Ao contrário do que o nome insinuava, Gastão era um genuíno “mão de vaca”.
Aos mais próximos, perguntassem pelo seu dinheiro, respondiam: “nem a cor”.
Esperança, quando moça, solteira e
sonhadora, deixou-se levar pelos ouvidos: ela tinha tudo para conquistar aquele
coração ainda virgem e distraído do mundo. Afinal, o rapaz até que era
bem-apessoado e, mexericavam, apesar da tímida, humilde e descuidada aparência,
possuía fortuna. Dito e feito. Gastão se rendeu, não fácil, aos encantos das
pernocas de Esperança, pendulares na calçada do armarinho “Kerim”, negócio
herdado de família. Entretanto, contrariando os contos de fada, nos quais o
“felizes para sempre” vem logo após o casamento, neste, de Gastão e Esperança,
mesmo antes dele a coisa já descia ladeira abaixo. Para começar, Gastão exigiu
que os pais de Esperança bancassem tudo, da igreja à lua de mel, pulando a
festa, que só servia para encher o bucho e a cara de oportunistas. “Gastar com
festa para quê?” Porém não abriu mão dessa “economia”, levando-a consigo para
as núpcias em imprevisto motel barato, deixando os pais de Esperança na maior
penhora.
Retornando de uma lua sem queijo nem
mel, encontramos uma Esperança abatida, magra e com imensa dificuldade de se
adaptar à rotina imposta pelo marido. Faltava de tudo naquela casa. Às vezes,
nem onde sentar. Quando reclamava, ele dizia: “Para quê gastar com mobília?
Precisamos de espaço.” Mas o pior mesmo era a ausência de água encanada. Sempre
que precisasse, ela teria que pegar água do poço no quintal. O barulho
estridente das roldanas dava-lhe nos nervos. Gastão, debruçado em suas
obsessivas contas, acompanhava esse movimento diário: “Lavando a louça do
café... aguando as plantas... lavando a casa... lavando a louça do almoço...

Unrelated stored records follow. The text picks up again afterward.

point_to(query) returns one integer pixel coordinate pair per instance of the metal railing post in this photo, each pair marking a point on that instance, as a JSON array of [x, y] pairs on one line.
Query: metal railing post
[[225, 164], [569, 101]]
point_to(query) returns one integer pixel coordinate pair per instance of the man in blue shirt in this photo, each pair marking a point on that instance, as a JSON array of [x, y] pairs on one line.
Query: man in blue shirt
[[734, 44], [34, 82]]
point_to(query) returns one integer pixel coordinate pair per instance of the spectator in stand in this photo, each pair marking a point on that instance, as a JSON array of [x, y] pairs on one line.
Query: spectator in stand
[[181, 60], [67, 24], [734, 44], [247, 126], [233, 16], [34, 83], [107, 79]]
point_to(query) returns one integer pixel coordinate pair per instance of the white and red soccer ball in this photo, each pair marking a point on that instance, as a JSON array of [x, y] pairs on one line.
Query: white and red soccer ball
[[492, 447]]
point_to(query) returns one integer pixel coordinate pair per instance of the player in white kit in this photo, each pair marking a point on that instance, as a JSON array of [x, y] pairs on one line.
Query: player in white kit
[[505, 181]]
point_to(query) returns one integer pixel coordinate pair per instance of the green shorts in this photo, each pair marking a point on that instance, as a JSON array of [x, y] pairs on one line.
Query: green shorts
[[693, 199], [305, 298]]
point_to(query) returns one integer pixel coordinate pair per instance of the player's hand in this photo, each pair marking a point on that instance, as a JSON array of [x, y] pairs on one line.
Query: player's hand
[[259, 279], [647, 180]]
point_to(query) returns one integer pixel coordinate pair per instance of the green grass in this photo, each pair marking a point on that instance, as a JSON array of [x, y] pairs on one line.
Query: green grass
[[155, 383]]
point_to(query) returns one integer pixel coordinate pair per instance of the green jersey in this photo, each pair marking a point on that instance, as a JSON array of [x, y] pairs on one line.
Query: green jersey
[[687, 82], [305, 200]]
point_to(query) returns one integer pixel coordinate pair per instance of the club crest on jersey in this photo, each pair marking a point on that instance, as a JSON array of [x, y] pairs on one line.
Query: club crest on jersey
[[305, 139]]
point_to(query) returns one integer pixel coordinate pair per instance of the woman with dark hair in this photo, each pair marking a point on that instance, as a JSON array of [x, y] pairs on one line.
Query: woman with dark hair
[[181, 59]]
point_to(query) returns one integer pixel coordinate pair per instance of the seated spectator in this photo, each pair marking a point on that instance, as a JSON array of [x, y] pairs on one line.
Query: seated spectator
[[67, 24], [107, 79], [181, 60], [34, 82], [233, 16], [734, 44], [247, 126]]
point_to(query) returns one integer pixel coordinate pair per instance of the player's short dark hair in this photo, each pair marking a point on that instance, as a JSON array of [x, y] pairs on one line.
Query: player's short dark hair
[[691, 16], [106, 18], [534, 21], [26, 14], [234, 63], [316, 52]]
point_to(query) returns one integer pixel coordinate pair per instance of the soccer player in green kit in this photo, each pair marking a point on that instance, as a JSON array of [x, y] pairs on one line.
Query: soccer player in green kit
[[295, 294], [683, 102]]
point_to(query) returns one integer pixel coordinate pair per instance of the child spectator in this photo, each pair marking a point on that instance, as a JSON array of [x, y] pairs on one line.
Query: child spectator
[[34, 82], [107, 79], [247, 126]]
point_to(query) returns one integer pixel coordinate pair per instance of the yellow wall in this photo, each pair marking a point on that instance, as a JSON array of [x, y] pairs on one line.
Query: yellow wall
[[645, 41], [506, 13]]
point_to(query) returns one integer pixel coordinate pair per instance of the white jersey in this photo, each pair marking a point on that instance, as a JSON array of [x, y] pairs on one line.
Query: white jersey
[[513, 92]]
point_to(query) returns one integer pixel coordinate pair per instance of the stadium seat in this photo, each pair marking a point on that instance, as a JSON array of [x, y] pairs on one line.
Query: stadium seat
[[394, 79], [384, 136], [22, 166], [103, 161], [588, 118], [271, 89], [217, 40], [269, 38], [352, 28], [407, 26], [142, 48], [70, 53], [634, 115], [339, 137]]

tomando banho... preparando o meu...”
Esperança se queixava: estava cheia de
calos nas mãos, sentia dores nas costas, aquilo lhe tomava o dia inteiro, não
poderiam contratar uma empregada? “Gastar com empregada para quê? Uma estranha
em casa? Só se for para nos roubar!”
Aos domingos, na hora do almoço, Gastão
dizia ser tomado por uma súbita saudade dos sogros e se convidava à mesa, mesmo
quando Esperança ficava em casa: “Gastar com almoço para quê? A comida da sua
mãe é incomparável.”
Durante anos, Esperança haveria de
continuar a sua labuta exaustiva de puxar a balde a água da casa, diante das
desculpas prontas do marido. Queria vestido novo para ir à missa: “Gastar para
ir à missa? Deus está aqui também!” Queria ir à cabelereira: “Gastar com
cabelos? Corta bem curtinhos... eu gosto!” Queria viajar: “Gastar com viagem
para que se vai voltar sempre?”. E se queria comer alguma coisa diferente, ele
liberava uma caixinha de creme de leite e a despejava no que estivesse mais
perto, fosse pão, ovo, macarrão... Sobretudo, Gastão também achava um absurdo
as contas da farmácia e, tendo detectado um “sopro no coração”, decidiu não
gastar com remédios e médicos. Então, após receber cobrança de fornecedor, teve
um piripaque e defuntou ali mesmo, prostrado sobre o seu venerado livro-caixa.
A notícia se espalhou, os familiares correram ao local e encontraram Esperança
apática ao lado do marido morto. Todos demonstravam um dissimulado interesse,
choravam, abraçavam a viúva e se ofereciam para ajudar nos preparativos dos
rituais fúnebres. Foi quando Esperança pegou um velho surrão sujo e com esforço
colocou o morto dentro. Fechou o saco, o arrastou ao quintal, o jogou dentro e
bem no fundo do poço e mandou um pedreiro selar a sua boca de uma vez por todas.
Diante do pasmo geral, a mulher, suando em bicas e batendo a sujeira das palmas
das mãos calejadas, asseverou: “Gastar com buraco para quê?”
Na semana seguinte estava ela, com os
pais, mordendo ávida e feliz um croissant
duro em um café francês. C’est la vie.